The UAE: One state or seven competing emirates under one flag?
Behind the skyscrapers lies a fragile federal bargain
shifting toward Abu Dhabi and tested by the Emirates’ ties to Washington and
Israel.
FEB 13, 2026
https://thecradle.co/articles/the-uae-one-state-or-seven-competing-emirates-under-one-flag
In December 1971, seven rulers sealed a pact that
fused their territories into a federation. There was no uprising in the
streets, no grand constitutional rupture shaped by popular will.
What emerged was a calculated bargain among hereditary
rulers who understood both their fragility and their ambition, as British power
receded from the Persian Gulf and Washington’s shadow stretched steadily across
the region.
That bargain still holds. But it has never been equal.
Seven Emirates, one destiny?
The UAE is routinely portrayed as a unified, stable,
forward-looking state – a Gulf success story that leveraged oil wealth, global
trade, and strategic alignment with the US to project power well beyond its size.
In recent years, it has added normalization with
Israel and deepening security integration with Washington to that formula. Yet
what is rarely acknowledged is that the UAE is not a monolithic state in the
classical sense. It is a federation of seven hereditary emirates, each with
distinct economic models, political cultures, and varying levels of wealth and
influence.
The question, then, is not whether the UAE is stable
today. It is whether the structural imbalances built into its formation can
endure the mounting internal and external pressures of the coming years.

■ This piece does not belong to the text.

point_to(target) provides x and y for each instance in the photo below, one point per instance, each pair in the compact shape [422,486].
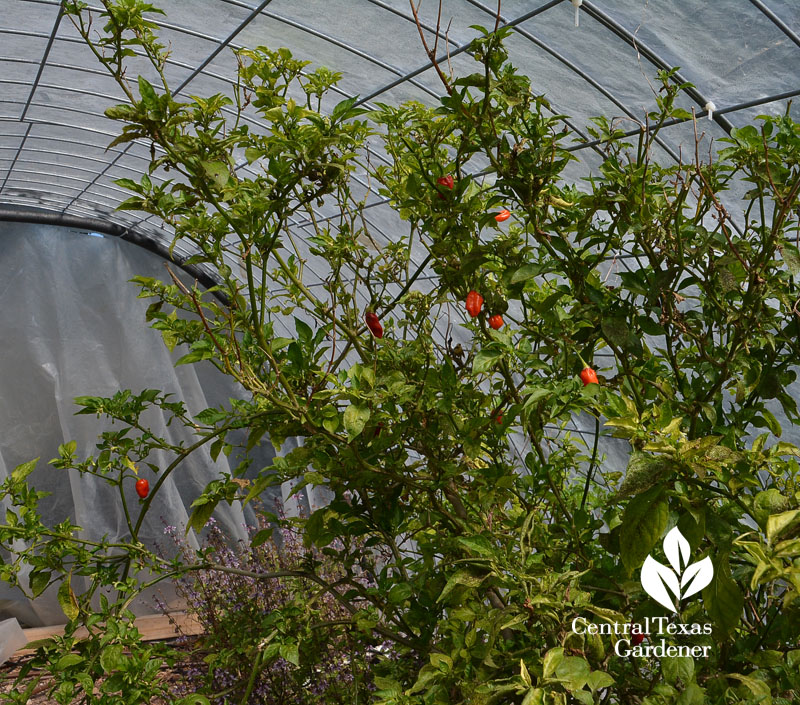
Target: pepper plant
[492,535]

A federation built on asymmetry
The UAE was not created by a single ruling family
consolidating power. It was born of negotiation. In December 1971, six emirates
formed the federation. Ras al-Khaimah joined in February 1972, bringing the total to seven.

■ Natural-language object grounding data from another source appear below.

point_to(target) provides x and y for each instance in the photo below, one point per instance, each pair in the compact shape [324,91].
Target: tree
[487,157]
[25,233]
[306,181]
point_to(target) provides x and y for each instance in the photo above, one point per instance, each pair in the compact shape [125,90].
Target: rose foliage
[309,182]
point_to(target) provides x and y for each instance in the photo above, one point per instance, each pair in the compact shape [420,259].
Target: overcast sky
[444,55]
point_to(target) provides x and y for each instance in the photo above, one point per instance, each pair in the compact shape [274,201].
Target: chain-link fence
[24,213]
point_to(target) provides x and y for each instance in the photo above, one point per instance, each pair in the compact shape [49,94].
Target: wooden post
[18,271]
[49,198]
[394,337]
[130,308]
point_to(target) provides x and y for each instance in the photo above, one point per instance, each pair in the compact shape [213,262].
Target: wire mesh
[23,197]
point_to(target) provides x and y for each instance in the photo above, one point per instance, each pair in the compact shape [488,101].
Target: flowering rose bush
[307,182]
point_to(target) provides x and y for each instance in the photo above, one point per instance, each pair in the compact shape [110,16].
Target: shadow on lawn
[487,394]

From the outset, the union brought together territories that were unequal in
resources, demography, and geopolitical weight.
Before British protection agreements carved out the
Trucial Coast, large swaths of today’s UAE lay within Oman’s sphere of influence, where tribal confederations and maritime rulers
operated under shifting Omani suzerainty. The federation is thus a recent
political settlement, not the continuation of a historical state.
Abu Dhabi controls the commanding heights of the
federation, overseeing roughly 96 percent of oil and gas production capacity – giving it
not only the largest share of hydrocarbon reserves, but also decisive control
over how and when that wealth enters global markets.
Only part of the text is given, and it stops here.